A 2-year-old Indian-Pakistani American girl in Texas is in need of a lifesaving bone marrow donor and her family has partnered with nonprofit DKMS to find a match.
Alesha Kajani was diagnosed with bone marrow failure just before her first birthday, meaning she cannot produce her own blood cells. Her family has teamed up with DKMS, the nonprofit leading the fight against blood cancer, to find her a lifesaving match and urges individuals to join the registry, according to a DKMS news release
Unfortunately, DKMS notes, Alesha’s South Asian background makes it more difficult to find a match.
While patients find the best match in those who share the same ancestry, minorities are severely underrepresented in the bone marrow registry, greatly reducing their odds of finding a match.

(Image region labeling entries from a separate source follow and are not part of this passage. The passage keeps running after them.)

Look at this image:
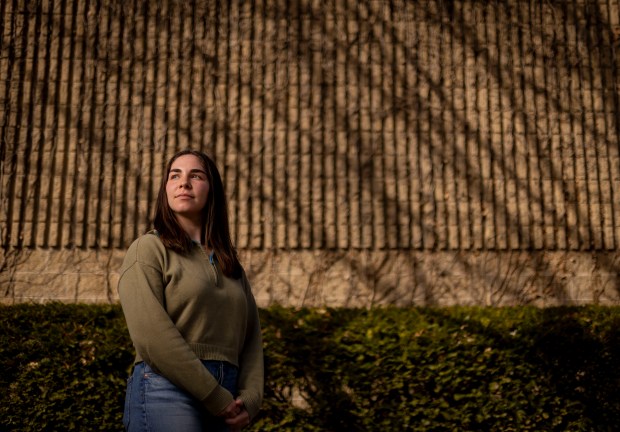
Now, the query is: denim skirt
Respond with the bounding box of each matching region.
[123,360,238,432]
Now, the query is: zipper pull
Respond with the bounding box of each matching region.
[209,251,220,286]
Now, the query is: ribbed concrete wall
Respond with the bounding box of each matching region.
[0,0,620,305]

Since Alesha is Indian-Pakistani, those who share similar backgrounds are most likely to be a match for the young girl; however, everyone is encouraged to register.
Now, at just 2 and a half years old, the young toddler is currently fighting for her life with only five percent of her cells remaining, the release said.
According to DKMS, 70 percent of people suffering from blood-related illnesses must rely on donors, often complete strangers, to save their life. Swabbing your cheek is all it takes to register as a potential donor.
Anyone in good health standing between the ages of 18-55 is encouraged to attend and register. The process involves filling out a simple form, understanding the donation methods and swabbing the inside of each cheek for 30 seconds, the release said.